Enfin, et c'était bien le but de ces tests, les résultats des corrections correspondent à ce que je voulais (…il ne faut pas oublier que le développement d'un RAW est aussi une opération créative, c'est ce que Volker vous dévoilera dans son livre à paraître aux éditions Eyrolles)… Ultime recours, si besoin est , je peux terminer avec un dernière touche dans Photoshop dans la mesure où Capture One Pro m'ouvre mes vues traitées dans cette application si je l'ai spécifié dans mes réglages de traitement…

Bref, voici trois applications totalement indépendantes qui cohabitent agréablement sous OSX…

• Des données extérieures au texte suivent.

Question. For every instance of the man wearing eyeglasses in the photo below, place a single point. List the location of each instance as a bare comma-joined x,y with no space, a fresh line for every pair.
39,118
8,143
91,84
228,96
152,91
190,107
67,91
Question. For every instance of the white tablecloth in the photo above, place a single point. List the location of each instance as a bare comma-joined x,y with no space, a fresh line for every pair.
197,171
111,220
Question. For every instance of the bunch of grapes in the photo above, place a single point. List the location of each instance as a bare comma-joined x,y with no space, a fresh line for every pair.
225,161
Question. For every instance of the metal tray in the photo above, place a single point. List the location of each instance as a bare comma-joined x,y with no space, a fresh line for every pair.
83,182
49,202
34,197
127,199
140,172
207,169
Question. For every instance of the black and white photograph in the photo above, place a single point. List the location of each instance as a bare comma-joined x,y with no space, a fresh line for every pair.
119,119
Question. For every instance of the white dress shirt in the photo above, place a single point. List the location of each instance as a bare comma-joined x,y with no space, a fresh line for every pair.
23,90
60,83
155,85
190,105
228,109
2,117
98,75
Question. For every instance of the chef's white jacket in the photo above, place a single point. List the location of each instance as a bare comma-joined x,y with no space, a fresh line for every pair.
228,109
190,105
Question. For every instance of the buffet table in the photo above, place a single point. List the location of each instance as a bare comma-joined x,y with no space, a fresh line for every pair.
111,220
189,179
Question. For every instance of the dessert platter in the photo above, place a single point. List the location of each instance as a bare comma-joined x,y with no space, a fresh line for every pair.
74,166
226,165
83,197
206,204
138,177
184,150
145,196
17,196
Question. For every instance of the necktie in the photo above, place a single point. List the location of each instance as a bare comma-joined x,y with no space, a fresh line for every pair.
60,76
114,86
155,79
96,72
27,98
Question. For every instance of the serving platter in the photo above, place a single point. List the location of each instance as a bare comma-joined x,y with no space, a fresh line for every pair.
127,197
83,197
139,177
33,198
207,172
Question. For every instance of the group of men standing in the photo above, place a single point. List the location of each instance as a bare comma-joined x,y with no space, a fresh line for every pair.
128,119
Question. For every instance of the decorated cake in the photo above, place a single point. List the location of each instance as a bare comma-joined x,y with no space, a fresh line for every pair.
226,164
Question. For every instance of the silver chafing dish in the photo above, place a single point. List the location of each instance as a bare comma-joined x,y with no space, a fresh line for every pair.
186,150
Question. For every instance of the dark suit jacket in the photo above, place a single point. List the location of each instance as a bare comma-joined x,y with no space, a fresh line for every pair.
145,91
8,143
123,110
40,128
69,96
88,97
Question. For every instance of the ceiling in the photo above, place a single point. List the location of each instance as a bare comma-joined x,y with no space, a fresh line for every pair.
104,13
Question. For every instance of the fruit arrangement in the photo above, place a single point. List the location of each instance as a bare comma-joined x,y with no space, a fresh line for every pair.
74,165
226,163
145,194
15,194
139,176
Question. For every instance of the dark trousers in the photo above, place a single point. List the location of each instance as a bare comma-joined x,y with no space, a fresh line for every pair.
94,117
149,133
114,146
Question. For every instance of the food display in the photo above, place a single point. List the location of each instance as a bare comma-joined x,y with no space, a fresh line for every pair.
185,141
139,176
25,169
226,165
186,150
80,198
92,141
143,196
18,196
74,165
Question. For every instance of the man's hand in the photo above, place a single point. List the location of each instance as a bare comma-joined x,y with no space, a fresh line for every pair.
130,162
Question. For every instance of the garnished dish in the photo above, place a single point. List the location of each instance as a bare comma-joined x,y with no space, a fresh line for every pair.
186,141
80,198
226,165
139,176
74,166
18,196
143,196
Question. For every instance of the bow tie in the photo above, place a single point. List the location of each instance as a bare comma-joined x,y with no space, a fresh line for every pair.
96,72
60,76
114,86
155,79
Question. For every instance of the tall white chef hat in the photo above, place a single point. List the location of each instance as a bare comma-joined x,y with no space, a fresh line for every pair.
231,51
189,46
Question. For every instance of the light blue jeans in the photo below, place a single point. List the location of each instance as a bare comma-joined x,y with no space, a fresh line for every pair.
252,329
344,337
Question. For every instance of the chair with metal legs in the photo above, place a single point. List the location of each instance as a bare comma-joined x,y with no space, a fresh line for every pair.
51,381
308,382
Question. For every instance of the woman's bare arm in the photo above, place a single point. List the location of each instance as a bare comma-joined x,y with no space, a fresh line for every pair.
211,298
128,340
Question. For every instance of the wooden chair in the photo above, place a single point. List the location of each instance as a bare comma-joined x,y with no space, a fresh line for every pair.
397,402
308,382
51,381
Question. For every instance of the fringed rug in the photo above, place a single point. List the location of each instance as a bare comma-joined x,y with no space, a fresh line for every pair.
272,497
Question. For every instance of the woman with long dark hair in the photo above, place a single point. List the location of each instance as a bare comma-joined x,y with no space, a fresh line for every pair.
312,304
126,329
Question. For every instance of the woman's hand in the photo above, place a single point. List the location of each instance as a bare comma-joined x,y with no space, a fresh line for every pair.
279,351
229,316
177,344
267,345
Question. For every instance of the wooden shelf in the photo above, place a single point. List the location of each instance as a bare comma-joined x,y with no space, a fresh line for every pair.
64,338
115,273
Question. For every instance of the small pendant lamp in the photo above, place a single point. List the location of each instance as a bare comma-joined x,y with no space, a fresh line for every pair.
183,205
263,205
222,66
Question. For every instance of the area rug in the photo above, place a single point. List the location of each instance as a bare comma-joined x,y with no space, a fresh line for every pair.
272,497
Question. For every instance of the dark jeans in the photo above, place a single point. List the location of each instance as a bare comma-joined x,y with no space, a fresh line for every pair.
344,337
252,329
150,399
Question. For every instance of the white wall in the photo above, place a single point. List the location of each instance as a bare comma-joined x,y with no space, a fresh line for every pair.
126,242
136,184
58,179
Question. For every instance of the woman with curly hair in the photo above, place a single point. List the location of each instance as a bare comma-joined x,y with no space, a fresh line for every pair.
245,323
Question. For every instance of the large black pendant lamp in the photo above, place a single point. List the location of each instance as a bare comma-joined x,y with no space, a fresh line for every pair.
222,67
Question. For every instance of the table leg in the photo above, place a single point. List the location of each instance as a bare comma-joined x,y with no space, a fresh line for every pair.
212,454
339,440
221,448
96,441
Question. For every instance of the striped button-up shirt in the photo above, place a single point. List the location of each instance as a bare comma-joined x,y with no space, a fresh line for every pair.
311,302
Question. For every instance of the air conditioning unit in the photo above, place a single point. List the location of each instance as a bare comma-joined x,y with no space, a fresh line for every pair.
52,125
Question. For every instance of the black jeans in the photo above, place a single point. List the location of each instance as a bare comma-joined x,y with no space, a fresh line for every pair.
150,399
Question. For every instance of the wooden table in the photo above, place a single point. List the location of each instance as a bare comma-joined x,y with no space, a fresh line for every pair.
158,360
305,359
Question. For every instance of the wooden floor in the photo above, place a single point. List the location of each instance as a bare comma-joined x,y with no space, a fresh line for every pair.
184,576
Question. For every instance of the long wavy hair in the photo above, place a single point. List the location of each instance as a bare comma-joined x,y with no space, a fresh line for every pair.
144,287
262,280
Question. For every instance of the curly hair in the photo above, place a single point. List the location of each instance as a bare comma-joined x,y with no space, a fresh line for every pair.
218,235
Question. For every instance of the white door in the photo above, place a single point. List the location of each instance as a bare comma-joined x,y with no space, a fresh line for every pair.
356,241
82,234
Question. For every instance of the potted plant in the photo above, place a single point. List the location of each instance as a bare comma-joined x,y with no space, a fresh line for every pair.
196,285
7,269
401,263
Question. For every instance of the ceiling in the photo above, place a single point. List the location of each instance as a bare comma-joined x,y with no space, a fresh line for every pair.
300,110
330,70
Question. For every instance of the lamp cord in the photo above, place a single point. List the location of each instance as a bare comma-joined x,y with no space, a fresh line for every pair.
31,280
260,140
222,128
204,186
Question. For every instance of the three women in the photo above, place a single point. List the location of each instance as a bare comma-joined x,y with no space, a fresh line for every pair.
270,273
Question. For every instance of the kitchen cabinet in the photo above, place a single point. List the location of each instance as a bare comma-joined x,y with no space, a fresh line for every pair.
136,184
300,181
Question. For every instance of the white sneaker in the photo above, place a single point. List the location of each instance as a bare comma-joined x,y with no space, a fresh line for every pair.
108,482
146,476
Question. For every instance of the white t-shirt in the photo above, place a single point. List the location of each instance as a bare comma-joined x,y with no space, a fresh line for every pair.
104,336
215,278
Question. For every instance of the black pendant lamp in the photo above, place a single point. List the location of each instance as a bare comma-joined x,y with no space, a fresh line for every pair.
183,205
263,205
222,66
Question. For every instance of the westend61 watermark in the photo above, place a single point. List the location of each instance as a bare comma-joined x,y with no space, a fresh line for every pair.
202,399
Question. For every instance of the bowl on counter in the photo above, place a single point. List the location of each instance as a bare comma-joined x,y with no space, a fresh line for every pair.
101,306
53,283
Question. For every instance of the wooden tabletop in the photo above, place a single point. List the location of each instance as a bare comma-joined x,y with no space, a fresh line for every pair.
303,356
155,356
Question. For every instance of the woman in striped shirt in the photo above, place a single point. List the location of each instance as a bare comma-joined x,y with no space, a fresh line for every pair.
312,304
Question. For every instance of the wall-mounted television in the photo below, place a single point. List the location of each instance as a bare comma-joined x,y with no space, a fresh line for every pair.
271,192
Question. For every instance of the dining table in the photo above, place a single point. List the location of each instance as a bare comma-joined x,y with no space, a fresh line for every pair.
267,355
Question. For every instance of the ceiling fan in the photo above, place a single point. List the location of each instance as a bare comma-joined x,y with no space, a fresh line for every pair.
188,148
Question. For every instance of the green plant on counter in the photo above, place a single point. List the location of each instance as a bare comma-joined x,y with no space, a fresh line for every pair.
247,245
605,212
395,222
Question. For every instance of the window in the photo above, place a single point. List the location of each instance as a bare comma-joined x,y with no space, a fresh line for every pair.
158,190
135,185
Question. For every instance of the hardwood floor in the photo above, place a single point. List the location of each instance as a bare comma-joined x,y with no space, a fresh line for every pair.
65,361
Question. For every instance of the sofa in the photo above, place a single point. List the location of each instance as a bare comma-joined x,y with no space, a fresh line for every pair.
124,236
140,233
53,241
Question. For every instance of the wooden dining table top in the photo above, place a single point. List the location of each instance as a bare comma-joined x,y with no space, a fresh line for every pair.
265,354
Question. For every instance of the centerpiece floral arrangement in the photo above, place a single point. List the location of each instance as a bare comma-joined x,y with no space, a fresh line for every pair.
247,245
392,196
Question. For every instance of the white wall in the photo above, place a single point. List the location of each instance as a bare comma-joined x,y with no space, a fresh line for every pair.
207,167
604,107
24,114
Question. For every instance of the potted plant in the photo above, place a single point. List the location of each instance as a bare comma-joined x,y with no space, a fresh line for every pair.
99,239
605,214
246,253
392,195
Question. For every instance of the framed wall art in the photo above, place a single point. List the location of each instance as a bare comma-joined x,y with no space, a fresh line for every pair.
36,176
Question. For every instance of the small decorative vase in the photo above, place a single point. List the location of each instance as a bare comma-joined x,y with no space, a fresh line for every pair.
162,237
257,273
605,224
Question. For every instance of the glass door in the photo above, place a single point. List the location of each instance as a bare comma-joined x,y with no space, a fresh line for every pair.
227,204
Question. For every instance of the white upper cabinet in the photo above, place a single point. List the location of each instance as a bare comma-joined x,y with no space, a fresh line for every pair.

Avant de conclure, je suis certain que vous mettrez un doigt dans l'usine à fabriquer des Styles de Capture One Pro. Il ne vous a pas échappé que chacun d'entre-nous a une manière bien à lui de contraster, de renforcer, de saturer… Bref, de traiter ses vues. Très vite, vous allez vous mettre à enregistrer vos styles en plus de ceux proposés par l'application (…des styles assez sympas qui vous restituent l’ambiance d'un film Ektachrome, des styles pour traiter des portraits en noir et blanc, etc. Styles qui ressemblent comme deux gouttes d'eau aux fameux looks de Kodak PhotoDesk).

Conclusion ?
Bon, la conclusion est sans appel pour mon usage et ne sera peut être pas celle adaptée à vos besoins. Après divers essais, je viens de gagner plus de 15 Go sur mon disque en ne conservant que iView et Capture One Pro (et bien évidemment la suite CS2 que j'utilise au quotidien…).
Après Aperture, exit LightRoom que je testerais à nouveau dans une version finalisée car cette application reste un modèle du genre en terme d'ergonomie. Néanmoins je me réserve la liberté de remettre en question mes propres choix régulièrement dès lors que de nouveaux produits prometteurs apparaissent… Appelez cela comme vous le souhaitez, veille technologique, opportunisme ou autre (!!), l'essentiel est d'avoir à l'instant "t" les meilleurs outils pour faire ce que je souhaite.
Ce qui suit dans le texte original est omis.